IT IS one of the largest wind farm applications ever to be lodged in Scotland – but the council that represents the views of local residents may not be able to vote on whether it should be granted permission.
Plans for a 150-turbine wind farm in Shetland are due to be considered by the local council before the Scottish Government has the final say.
However, the legal officer at Shetland Islands Council believes all 22 elected members have an "irreconcilable" conflict of interest that must prevent them voting on the application.
Each councillor is a trustee of a local funding body, the Shetland Charitable Trust, that has a 90 per cent stake in Viking Energy – one of the companies behind the wind farm application. In addition, one councillor, Bill Manson, is chairman of Viking Energy, and two others – Allan Wishart and Alastair Cooper – are directors.
In a report that is due to be debated at a special meeting of the council today, Jan Riise, legal officer, said the dual hats worn by councillors creates an "irreconcilable conflict".
"The individual trustees have a statutory requirement to act in the charity's best interest notwithstanding the functions that councillors otherwise have to discharge as councillors," he said. "This leaves it difficult, if not indeed impossible, to reconcile their position as charities trustees in a manner that would allow them to objectively debate and comment on an application."
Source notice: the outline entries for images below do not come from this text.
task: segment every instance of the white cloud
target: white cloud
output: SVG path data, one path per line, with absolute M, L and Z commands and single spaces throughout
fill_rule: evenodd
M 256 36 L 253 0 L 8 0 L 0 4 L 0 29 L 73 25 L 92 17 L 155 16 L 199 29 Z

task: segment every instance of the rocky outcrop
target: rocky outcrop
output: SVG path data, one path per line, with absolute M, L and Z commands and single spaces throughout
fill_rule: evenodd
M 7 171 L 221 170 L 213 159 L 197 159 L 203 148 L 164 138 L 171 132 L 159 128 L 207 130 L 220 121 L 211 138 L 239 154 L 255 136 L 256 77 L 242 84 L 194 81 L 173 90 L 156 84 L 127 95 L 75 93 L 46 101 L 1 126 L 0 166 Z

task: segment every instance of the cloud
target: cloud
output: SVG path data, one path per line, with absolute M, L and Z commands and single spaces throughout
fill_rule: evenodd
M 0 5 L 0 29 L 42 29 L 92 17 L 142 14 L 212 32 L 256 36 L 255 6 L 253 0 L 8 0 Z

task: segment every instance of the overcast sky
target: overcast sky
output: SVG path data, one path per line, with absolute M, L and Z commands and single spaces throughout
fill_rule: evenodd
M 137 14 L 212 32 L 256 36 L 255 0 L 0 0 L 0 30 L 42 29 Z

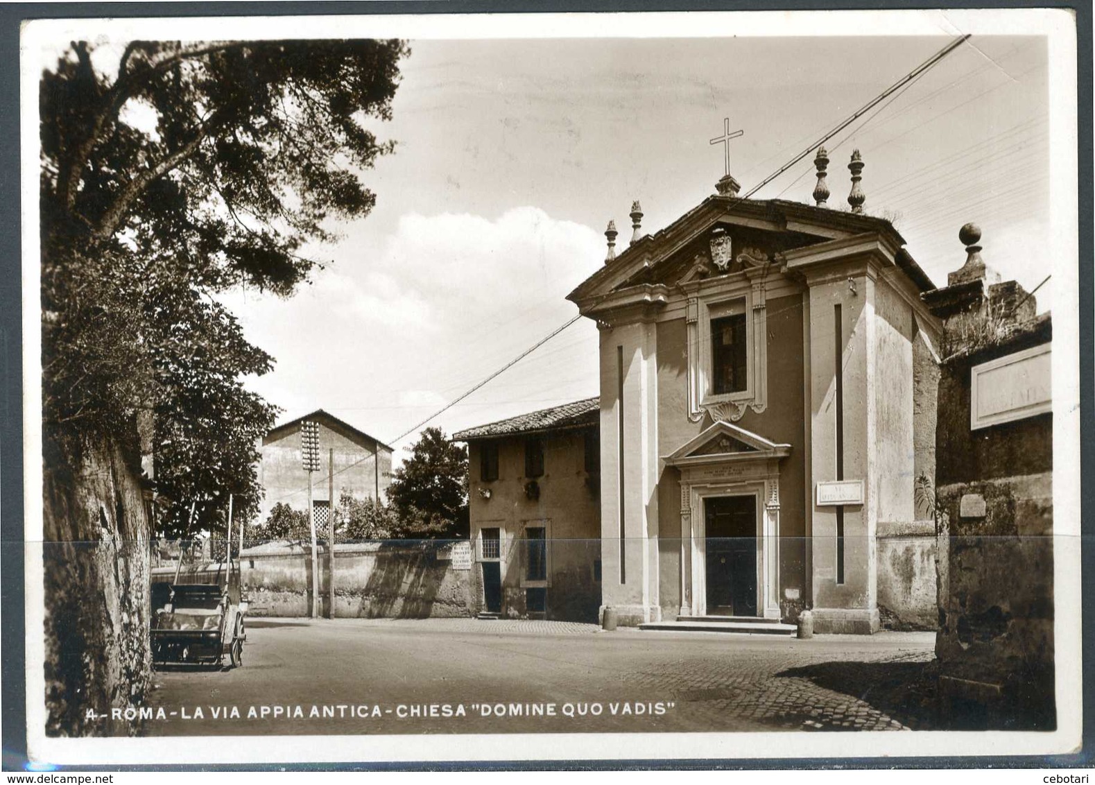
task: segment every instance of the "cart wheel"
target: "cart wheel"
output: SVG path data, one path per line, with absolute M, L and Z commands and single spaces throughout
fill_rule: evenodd
M 239 632 L 234 638 L 232 638 L 232 648 L 229 653 L 232 658 L 232 667 L 239 668 L 243 665 L 243 639 L 240 637 Z

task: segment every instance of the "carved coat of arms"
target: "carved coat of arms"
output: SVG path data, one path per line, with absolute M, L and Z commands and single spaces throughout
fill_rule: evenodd
M 716 229 L 711 233 L 711 261 L 718 267 L 719 272 L 726 272 L 730 265 L 730 235 L 725 229 Z

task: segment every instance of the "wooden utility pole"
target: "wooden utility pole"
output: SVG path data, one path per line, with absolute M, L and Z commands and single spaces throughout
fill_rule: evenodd
M 224 575 L 232 572 L 232 494 L 228 495 L 228 550 L 224 551 Z
M 300 424 L 300 452 L 308 472 L 308 524 L 312 534 L 312 619 L 320 617 L 320 554 L 315 543 L 315 505 L 312 503 L 312 472 L 320 467 L 320 424 Z
M 327 448 L 327 619 L 335 617 L 335 450 Z

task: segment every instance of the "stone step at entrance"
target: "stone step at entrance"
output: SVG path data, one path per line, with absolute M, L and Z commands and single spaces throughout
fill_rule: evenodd
M 736 633 L 739 635 L 794 635 L 798 627 L 777 619 L 759 616 L 679 616 L 675 622 L 648 622 L 639 630 L 691 633 Z
M 714 624 L 779 624 L 779 619 L 763 616 L 677 616 L 678 622 L 704 622 Z

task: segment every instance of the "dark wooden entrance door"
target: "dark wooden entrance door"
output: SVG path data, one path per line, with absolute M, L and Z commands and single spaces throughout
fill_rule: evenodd
M 707 613 L 757 615 L 757 497 L 704 501 Z
M 483 562 L 483 601 L 489 613 L 502 613 L 502 565 Z

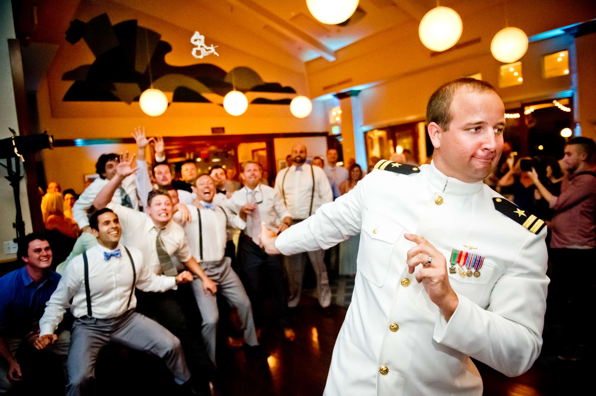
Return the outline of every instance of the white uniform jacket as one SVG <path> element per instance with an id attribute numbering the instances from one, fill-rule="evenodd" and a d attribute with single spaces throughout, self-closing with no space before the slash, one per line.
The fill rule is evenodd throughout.
<path id="1" fill-rule="evenodd" d="M 496 210 L 492 198 L 500 196 L 482 182 L 448 177 L 433 164 L 420 170 L 374 170 L 277 239 L 289 255 L 360 233 L 353 295 L 325 395 L 480 396 L 470 357 L 514 376 L 540 353 L 546 229 L 536 235 Z M 459 298 L 449 322 L 416 282 L 421 266 L 408 273 L 406 252 L 415 244 L 405 232 L 426 238 L 447 266 L 452 249 L 485 257 L 479 277 L 448 272 Z"/>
He has proposed that councillors should not vote on the application, but instead unelected council officials should decide whether to recommend the Scottish Government approves or rejects the wind farm plans for north and central Mainland.
The officials should, he suggested, hear the views of local people and councillors at a series of public meetings before reaching a view.
Billy Fox, chairman of campaign group Sustainable Shetland, which is fighting the wind farm application, fears this would leave residents unrepresented by their councillors.
"I'm very concerned because what we are actually seeing is a breakdown of local democracy and proper representation in Shetland," he said.
There has been strong opposition to the wind farm, including a 3,600-name petition.
Mr Fox believes it has always been wrong for councillors to also be trustees of the Shetland Charitable Trust, which decides whether to grant funding for numerous community ventures.
"They (councillors] have known for years that they have had this problem, and they have just chosen to ignore it," he said. "The only reason it has come to a head now is because of the sheer scale of this project."
However, John Holden, deputy head of planning at the council, said: "The intention of the report is to actually enable the councillors, given they have so many different roles and responsibilities, to be freed up to be able to speak on behalf of their constituents."
And Shetland Islands Council convener Sandy Cluness said he did not agree there was a conflict of interest.
"I'm quite happy to make decisions both as a councillor and as a trustee in relation to Viking Energy or anything else," he said. "I don't think there is a conflict of interest. I don't personally see a problem. I have been both a councillor and a trustee for a long time."
He added that elected councillors, not unelected officers, should decide the council's view on the wind farm. This must be provided to the Scottish Government by mid-September.
Wind farm protesters raise concerns over impact on local businesses
TOURIST numbers in rural Scotland may be harder hit by wind farm developments than has previously been suggested, said a leading authority on tourism.
Although any loss of visitors caused by wind farms may be manageable at a national level, the effect could be significant locally, according to tourism consultant Professor Terry Stevens.
Prof Stevens was speaking at a public meeting called by Speyside Business Alliance (SBA) at Glenfiddich Distillery in Dufftown, Moray.
SBA, made up of global brand names Wm Grant and Sons of Glenfiddich whisky, Glenfarclas distillers and shortbread maker Walkers of Aberlour, is fighting plans for the largest wind farm in mainland Scotland on Glenfiddich estate. They fear it will affect local tourism and the image of Highland Speyside as an industry-free environment.
Prof Stevens said implications of research carried out by Glasgow Caledonian University in 2008 have not been fully appreciated:
"Although the overall scale of the negative impact at the national level may be minimal, the local effect of this displacement may be very significant.".
COMMUNITY RIGHT BEHIND PROJECT
THE application to build the 540 megawatt wind farm has been lodged by Viking Energy, a partnership between Viking Energy Ltd and Scottish and Southern Energy.
Viking Energy Ltd was set up by the local community and will be funded by the Shetland Charitable Trust.
If the farm goes ahead, it has been estimated the trust would see returns of about 23 million a year to put back into the community.
Additional benefits from about 230 construction and 50 maintenance jobs, as well as rent payments, would mean the total benefit to the local economy would be an estimated 37m a year.
It is hoped this could replace funding that Shetland Islands Council negotiated from the development of the oil industry in the area, which came to an end in 2000.
This is the first time a community has been directly involved in the development of a large-scale wind farm, from which it could profit directly.
The wind farm could supply 20 per cent of Scotland's domestic electricity needs.